1. A Single Cylindrical Acrylic Hull with Aluminium End-cap to house all Electronics, Batteries and Camera
2. The cylindrical design was conceived to minimise drag and Aluminium was chosen for the rear end cap to vent the heat through conduction.
3. Keeping in mind modularity, static and dynamic performance,the frame was made using Al 8020

1. The vehicle has five thrusters which give it 5 degrees of freedom, namely heave, surge, yaw, pitch and roll.
2. The vehicle takes feedback from on-board Inertial Measurement Unit (IMU) which functions as an Attitude and Heading Reference System (AHRS), cameras and pressure sensors.

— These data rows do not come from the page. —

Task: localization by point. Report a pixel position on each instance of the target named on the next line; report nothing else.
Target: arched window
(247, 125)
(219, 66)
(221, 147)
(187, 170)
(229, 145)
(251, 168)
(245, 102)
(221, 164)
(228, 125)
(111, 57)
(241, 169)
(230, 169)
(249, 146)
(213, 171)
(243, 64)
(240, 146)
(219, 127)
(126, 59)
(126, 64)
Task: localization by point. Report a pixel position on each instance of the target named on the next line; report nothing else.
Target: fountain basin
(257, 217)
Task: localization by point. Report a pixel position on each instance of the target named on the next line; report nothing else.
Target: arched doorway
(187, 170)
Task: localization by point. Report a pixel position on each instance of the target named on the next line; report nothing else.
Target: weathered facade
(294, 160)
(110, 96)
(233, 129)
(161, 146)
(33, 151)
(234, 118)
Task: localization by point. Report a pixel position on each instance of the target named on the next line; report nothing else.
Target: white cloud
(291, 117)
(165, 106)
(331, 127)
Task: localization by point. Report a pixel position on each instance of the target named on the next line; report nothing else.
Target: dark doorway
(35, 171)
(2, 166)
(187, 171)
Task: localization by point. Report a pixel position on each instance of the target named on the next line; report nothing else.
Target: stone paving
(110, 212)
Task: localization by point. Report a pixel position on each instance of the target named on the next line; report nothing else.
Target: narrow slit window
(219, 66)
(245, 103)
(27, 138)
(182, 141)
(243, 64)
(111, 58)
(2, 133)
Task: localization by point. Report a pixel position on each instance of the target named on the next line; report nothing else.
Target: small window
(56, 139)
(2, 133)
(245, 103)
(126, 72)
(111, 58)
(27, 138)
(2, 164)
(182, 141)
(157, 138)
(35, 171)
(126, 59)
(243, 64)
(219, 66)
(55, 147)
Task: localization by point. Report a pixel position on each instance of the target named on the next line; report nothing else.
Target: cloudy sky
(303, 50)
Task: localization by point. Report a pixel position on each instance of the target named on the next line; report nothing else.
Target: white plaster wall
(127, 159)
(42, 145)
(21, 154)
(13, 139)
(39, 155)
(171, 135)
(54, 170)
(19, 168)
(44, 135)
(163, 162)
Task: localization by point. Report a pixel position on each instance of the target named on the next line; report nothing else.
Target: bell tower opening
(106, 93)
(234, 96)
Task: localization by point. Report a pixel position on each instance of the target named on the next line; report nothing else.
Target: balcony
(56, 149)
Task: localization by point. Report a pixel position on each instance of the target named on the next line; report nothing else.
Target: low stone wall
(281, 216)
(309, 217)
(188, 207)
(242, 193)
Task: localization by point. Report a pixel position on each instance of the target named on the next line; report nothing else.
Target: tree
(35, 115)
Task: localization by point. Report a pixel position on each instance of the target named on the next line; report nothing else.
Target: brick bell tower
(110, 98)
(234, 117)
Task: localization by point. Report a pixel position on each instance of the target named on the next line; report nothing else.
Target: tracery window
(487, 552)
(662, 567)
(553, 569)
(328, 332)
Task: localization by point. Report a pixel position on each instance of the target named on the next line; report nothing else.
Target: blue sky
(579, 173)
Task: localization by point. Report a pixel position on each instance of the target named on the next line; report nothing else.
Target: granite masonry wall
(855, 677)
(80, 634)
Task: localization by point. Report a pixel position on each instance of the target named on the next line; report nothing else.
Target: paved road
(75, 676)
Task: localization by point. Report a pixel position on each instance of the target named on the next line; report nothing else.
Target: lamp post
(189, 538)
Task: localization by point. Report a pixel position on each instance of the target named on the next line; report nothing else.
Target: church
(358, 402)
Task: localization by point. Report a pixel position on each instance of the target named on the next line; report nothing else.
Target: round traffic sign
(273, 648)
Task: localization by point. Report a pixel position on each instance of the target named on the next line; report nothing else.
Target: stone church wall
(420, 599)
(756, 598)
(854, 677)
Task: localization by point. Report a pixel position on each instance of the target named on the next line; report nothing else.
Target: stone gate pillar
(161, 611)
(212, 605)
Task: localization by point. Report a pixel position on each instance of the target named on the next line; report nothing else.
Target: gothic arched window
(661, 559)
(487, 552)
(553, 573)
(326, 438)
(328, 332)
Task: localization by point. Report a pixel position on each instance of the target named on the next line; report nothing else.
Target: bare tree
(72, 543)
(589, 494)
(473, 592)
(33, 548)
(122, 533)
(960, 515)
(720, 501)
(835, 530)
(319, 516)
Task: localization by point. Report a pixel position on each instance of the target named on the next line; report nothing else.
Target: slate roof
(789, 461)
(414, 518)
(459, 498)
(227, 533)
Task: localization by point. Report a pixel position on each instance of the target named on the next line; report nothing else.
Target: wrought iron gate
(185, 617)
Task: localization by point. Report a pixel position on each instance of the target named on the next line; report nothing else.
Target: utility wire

The vehicle can operate at a maximum velocity of 0.6m/s and weighs only 20kgs which made it the lightest vehicle to participate in Robosub 2012.

1. The processing platforms are chosen based on the basic needs of vision processing, controls and power management, and are designed with an emphasis on modularity and scalability in the future.
2. There are three main boards in the electrical stack:
   1. Power Board, which is an 8-bit microcontroller (Atmega 2560) that ensures the power management of the vehicle by aiding in battery management, temperature control, Water seepage Detection, Kill switches and Power Distribution.
   2. PandaBoardES is used for vision processing and communication to on-board processors serially and to off-board processors via Ethernet.
   3. The motion controller of the vehicle takes feedback from the inertial sensors, the pressure sensor, the SBC and controls the thrusters.

The final part of the electronics division are the sensors and actuators which consist of Pressure Sensor, Attitude Heading Reference System (AHRS), Cameras, Current Sensors, Actuators and driver.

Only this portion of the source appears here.